Anthropic pledged $200 million to study how artificial intelligence will affect jobs and the broader economy.
The company, maker of the Claude chatbot, said the cash will seed an Economic Futures Research Fund to back research trials and program evaluation and that it is establishing a $150 million national fellowship to help early-career professionals extend the benefits of AI across America.
“The key challenge in such a world won’t be incentivising growth, but finding a way for everyone to share in the benefits,” Anthropic CEO and co-founder Dario Amodei wrote on his personal website.
In an accompanying policy framework Amodei recommended better data collection to track displacement, pro-employment incentives to slow job loss and “mechanisms such as universal basic income” if labour demand falls permanently, funded by taxes on “relevant companies” or higher capital gains taxes.

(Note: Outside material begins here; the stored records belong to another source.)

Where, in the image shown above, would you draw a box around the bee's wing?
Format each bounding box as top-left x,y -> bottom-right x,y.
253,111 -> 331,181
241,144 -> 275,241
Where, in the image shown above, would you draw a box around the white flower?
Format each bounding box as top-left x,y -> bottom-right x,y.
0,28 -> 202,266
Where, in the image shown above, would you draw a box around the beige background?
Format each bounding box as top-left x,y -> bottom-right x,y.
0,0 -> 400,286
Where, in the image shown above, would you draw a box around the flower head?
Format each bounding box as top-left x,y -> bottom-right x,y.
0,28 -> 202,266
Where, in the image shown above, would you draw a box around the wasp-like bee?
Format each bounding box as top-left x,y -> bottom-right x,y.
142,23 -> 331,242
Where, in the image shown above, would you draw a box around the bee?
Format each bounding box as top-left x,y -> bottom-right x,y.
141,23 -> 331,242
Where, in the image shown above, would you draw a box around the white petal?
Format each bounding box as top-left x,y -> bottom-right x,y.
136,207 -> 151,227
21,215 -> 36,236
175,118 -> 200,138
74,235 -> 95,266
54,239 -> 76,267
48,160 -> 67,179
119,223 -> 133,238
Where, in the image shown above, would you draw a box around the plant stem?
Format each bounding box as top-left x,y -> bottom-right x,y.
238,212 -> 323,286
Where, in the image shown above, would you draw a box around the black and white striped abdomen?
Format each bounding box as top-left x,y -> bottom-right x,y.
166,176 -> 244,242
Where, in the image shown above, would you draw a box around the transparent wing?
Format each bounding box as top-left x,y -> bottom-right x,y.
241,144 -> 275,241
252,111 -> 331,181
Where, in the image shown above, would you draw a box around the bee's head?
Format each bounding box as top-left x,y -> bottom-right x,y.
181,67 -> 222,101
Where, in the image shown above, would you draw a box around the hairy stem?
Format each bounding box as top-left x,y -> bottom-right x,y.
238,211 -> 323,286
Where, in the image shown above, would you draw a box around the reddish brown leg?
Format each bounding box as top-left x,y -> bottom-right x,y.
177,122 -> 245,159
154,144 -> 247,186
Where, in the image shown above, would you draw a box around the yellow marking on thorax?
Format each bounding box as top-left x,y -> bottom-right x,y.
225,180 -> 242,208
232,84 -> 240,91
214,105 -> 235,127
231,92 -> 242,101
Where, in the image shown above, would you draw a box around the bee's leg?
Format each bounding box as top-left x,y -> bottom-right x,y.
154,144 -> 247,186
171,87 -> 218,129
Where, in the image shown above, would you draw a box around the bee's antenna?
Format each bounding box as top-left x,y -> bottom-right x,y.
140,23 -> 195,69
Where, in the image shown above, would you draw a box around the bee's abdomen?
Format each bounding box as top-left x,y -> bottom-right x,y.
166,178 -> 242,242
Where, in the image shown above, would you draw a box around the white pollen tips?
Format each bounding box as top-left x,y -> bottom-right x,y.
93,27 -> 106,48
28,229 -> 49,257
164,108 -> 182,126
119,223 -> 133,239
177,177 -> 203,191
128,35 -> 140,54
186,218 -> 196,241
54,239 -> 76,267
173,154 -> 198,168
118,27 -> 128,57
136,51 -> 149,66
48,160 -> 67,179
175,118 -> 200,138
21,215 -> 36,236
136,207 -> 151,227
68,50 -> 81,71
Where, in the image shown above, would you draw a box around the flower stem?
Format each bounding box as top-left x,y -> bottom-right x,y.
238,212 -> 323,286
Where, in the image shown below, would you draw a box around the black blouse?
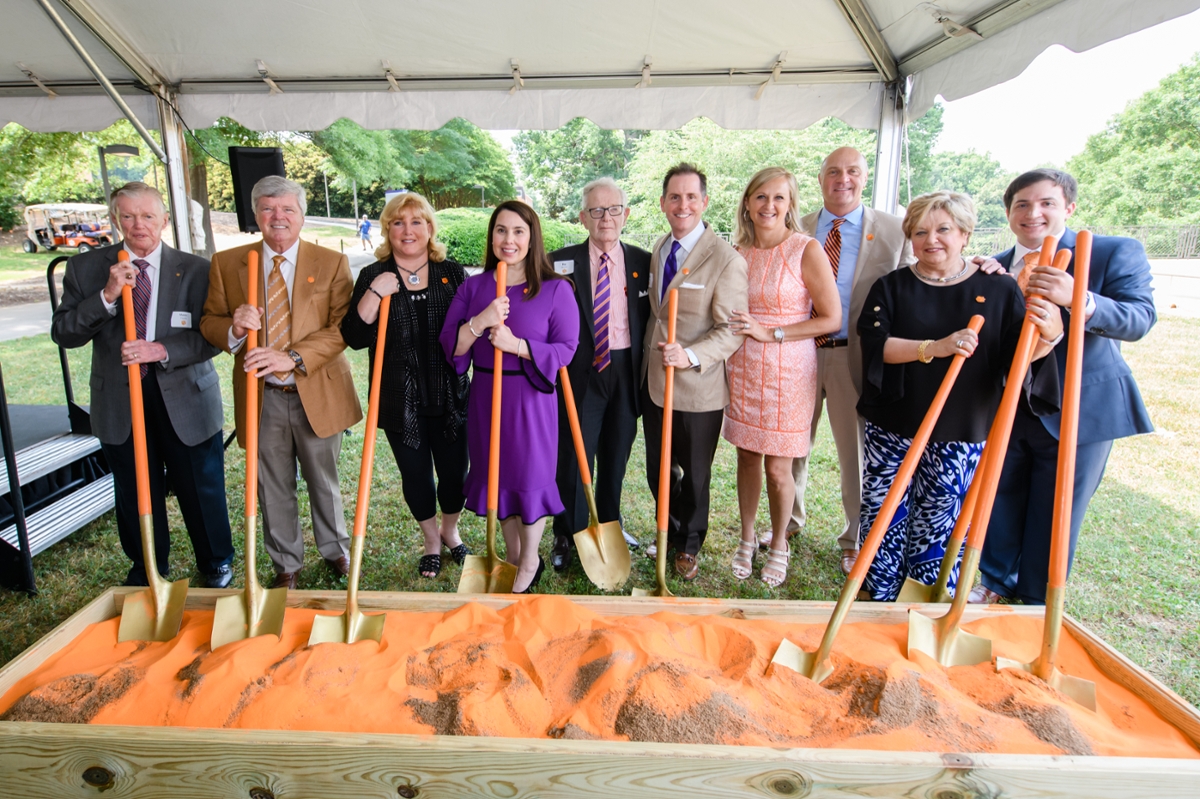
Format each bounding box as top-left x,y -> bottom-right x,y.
858,268 -> 1058,443
342,258 -> 469,449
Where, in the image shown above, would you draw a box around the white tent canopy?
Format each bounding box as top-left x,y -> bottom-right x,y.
0,0 -> 1200,241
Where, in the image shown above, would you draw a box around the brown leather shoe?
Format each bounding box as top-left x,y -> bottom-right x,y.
676,552 -> 700,582
841,549 -> 858,577
271,571 -> 300,590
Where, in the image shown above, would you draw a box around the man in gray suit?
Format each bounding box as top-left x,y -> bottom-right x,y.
52,182 -> 233,588
782,148 -> 913,575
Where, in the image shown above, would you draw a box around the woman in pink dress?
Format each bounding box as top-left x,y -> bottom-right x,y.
725,167 -> 841,588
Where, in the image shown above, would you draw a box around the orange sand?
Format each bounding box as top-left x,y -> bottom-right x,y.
0,596 -> 1200,758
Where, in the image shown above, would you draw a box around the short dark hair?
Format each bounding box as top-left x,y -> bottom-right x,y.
1004,169 -> 1079,211
484,200 -> 563,300
662,161 -> 708,197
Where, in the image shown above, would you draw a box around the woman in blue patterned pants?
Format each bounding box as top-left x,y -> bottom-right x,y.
858,192 -> 1062,601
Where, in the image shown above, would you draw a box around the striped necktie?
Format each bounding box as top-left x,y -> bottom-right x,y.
133,258 -> 154,380
266,256 -> 292,380
592,252 -> 612,372
812,220 -> 846,347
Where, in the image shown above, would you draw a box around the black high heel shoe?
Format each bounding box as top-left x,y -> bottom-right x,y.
512,555 -> 546,594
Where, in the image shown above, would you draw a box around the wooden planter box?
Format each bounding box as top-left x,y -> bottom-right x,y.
0,588 -> 1200,799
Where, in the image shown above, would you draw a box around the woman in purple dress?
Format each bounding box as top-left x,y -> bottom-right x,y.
442,200 -> 580,594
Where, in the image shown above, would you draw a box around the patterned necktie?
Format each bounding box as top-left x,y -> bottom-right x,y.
266,256 -> 292,380
592,253 -> 612,372
659,241 -> 679,300
133,258 -> 154,380
812,220 -> 846,347
1016,251 -> 1042,294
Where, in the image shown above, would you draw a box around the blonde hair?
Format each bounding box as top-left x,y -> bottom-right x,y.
376,192 -> 446,264
902,191 -> 978,240
733,167 -> 802,247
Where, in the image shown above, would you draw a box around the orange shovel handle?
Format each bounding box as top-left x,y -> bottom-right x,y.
658,289 -> 679,530
1050,230 -> 1092,588
116,248 -> 154,516
850,313 -> 984,582
487,260 -> 509,510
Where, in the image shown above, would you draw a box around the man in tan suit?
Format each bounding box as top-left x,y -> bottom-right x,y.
200,176 -> 362,588
642,163 -> 749,579
782,148 -> 913,575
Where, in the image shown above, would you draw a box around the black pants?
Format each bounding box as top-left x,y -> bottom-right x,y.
554,349 -> 637,541
101,368 -> 233,577
642,389 -> 725,555
384,416 -> 469,522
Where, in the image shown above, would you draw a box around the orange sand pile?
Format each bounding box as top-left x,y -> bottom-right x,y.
0,596 -> 1200,758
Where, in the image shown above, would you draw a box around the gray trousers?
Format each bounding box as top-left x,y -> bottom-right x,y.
787,347 -> 866,549
258,388 -> 350,572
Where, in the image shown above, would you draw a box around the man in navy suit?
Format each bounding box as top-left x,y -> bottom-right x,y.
550,178 -> 650,571
971,169 -> 1157,605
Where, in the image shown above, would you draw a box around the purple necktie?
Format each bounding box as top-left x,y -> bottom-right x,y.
592,253 -> 612,372
133,258 -> 154,380
659,241 -> 679,299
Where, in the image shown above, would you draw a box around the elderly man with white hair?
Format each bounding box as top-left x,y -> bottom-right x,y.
200,175 -> 362,588
50,182 -> 233,588
550,178 -> 650,571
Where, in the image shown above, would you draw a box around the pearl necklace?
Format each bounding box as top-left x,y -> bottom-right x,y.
912,258 -> 970,283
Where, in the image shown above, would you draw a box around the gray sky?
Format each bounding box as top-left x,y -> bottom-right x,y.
936,11 -> 1200,172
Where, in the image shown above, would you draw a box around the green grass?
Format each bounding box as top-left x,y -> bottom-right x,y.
0,318 -> 1200,703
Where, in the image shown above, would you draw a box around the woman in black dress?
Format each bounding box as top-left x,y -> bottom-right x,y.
858,192 -> 1062,602
342,192 -> 469,578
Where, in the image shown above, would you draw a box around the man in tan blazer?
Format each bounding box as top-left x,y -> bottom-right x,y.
782,148 -> 913,575
642,163 -> 749,579
200,176 -> 362,588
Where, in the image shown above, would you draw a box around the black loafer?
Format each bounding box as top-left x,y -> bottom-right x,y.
204,564 -> 233,588
550,535 -> 571,571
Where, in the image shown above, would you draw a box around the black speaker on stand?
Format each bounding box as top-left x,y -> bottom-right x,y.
229,148 -> 287,233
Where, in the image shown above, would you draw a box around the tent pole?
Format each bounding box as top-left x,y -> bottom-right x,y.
158,91 -> 192,252
871,78 -> 908,214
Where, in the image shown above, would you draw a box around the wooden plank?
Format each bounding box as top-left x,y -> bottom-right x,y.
1066,615 -> 1200,748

Anthropic set out three disruption thresholds tied to national unemployment of 5%, 10% and an unspecified “unprecedented” level, saying the last would require more permanent revenue-sharing measures such as basic income, sovereign wealth models or equity-sharing; the latest reported unemployment rate was 4.3%.
The proposals also call for stronger safety controls, including the ability to block models that pose catastrophic risks and FAA-style technical testing and audits before release.
The move follows similar public commitments from OpenAI and comes as President Donald Trump said he will meet AI executives soon to discuss “giving back” to the public.